The fun with the band starts with their name – which thanks to their needlessly umlauted (well, ï isn’t really an umlaut but you can’t say dieresis either as the extra dot doesn’t split the pronunciation in a place where it wouldn’t have been split anyway, so I’m not sure how to call this as I consider the classification as heavy metal umlaut not to be justified by the music) will make iTunes’ problem with filtering accented characters more apparent: When just searching for ‘maximo’, nothing of the band will be found and you’ll have to enter ‘maxïmo’ properly to find anything. As most people probably don’t even know how to enter the letter ï in the first place, that’s less than ideal. (Interestingly, though, iTunes does seem to normalise the Unicode before doing any matching, so at least the invisible differences between letters won’t hurt your search results. Furthermore iTMS does list the bands name with a simple ‘i’ in its usual poorly edited way, although iTMS searches will happily find umlauted vowels if you enter the vowel only.)

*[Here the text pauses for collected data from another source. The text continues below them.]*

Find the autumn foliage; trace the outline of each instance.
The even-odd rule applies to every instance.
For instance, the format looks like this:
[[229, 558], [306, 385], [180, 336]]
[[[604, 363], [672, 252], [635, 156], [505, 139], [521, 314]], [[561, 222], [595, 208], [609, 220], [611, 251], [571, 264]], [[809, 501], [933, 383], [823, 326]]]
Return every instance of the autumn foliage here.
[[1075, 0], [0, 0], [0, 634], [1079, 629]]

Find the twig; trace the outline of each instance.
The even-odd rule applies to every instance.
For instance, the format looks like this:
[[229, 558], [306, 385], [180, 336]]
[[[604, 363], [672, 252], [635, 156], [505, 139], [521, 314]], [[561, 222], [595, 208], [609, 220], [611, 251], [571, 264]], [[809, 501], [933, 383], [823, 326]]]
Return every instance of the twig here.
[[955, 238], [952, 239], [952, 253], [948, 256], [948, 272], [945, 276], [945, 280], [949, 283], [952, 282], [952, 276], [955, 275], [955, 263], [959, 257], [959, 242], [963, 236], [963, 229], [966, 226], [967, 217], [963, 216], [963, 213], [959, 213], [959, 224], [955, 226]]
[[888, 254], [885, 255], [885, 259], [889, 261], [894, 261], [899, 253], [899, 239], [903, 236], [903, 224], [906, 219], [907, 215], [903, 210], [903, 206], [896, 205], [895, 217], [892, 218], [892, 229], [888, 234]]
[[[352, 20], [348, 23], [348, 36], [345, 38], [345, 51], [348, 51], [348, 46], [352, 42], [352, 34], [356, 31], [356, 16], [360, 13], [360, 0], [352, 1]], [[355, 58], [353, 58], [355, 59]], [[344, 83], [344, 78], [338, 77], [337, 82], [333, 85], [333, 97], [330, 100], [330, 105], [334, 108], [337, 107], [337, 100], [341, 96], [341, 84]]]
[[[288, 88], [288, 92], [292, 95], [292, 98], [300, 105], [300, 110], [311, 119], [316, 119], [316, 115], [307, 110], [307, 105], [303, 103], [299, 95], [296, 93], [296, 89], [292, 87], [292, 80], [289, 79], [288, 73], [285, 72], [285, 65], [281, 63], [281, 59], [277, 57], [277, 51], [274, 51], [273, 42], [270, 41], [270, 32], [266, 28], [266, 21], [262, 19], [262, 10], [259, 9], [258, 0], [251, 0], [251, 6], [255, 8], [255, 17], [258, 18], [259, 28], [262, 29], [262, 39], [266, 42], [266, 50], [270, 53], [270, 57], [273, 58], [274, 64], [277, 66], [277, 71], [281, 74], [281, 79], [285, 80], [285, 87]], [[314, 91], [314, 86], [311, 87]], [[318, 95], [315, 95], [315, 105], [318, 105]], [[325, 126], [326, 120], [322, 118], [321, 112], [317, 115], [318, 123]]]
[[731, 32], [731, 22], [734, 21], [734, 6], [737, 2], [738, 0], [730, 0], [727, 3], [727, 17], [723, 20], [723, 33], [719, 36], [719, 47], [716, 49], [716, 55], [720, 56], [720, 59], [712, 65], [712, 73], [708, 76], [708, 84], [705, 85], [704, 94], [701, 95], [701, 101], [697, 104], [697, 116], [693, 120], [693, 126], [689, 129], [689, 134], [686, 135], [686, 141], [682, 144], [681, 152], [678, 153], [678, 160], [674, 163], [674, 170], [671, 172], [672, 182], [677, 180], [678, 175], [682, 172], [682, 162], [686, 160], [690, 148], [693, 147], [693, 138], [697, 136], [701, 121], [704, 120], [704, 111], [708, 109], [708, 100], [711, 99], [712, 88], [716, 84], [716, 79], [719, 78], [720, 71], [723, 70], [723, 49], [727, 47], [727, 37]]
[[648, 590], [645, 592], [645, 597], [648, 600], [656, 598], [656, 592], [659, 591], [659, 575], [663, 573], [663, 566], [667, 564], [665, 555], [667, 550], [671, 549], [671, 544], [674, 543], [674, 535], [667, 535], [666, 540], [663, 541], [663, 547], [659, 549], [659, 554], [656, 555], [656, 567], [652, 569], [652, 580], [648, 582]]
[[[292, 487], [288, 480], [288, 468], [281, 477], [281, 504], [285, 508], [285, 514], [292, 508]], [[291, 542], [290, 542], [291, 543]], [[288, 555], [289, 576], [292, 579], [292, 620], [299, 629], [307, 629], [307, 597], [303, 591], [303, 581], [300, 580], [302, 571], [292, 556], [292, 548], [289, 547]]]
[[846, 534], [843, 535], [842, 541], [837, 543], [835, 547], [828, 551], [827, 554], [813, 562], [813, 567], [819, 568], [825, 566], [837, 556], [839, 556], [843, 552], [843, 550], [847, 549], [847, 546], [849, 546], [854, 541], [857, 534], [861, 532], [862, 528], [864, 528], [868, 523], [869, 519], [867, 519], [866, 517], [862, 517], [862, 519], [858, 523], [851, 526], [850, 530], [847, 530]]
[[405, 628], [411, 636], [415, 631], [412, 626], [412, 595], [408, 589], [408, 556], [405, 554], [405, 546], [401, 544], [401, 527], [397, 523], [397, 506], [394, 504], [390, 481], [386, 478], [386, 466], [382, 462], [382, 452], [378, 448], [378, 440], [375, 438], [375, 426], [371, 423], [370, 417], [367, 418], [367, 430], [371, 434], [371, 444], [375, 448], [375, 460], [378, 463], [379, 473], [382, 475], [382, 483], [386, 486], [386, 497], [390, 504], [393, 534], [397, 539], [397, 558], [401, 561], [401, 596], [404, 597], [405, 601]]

Maxïmo Park A Certain Trigger Cover Art While one of my flatmates and most of the public where quite thrilled by their album A Certain Trigger, I immediately started disliking their cover art and didn’t find their music too inspiring either. That’s not too say they are actually bad. You can listen to it without suffering any irreparable damage. No problems there. The music will even make a nice background sound for a summer barbecue or a loud dinner. And, for sure, certain songs, such as the single Graffiti with the charming line I’ll do Graffiti, if you sing to me in French / why don’t you do it here if romance isn’t dead may make it all the way to the dancefloors with their energy; or Postcard of a painting – Picture me with you / but you couldn’t do it / everything I said / was true but I couldn’t prove it – may stay in my memory.

But in total I find the record a bit uninspiring, the sound just that odd bit too smooth and perfect, the rhythms just that little bit too purposefully offbeat and fittingly stylish. And altogether perhaps a little bit too forgettable.

June 16, 2005, 23:01

Tagged as music.

Comments

Comment by d.w.: User icon

If the hype cycles in the German music press are roughly in sync with the British press and the American indie press then Kaiser Chiefs were probably the “it band” for the weeks you missed. :)

I like the Bloc Party record but I still think that I’d give the nod to Engineers for 2005 so far.

June 17, 2005, 19:45

Comment by ssp: User icon

I don’t think the Kaiser Chiefs were it. They didn’t get too much attention over here (but were on KLM’s in-flight ‘indie’ music channel when I came back from Cape Town… fun as they seem to have nicked their name from Sowetan football team). I wasn’t too impressed by their music but I’m going to see them at the Haldern festival in August, so I can get a better impression.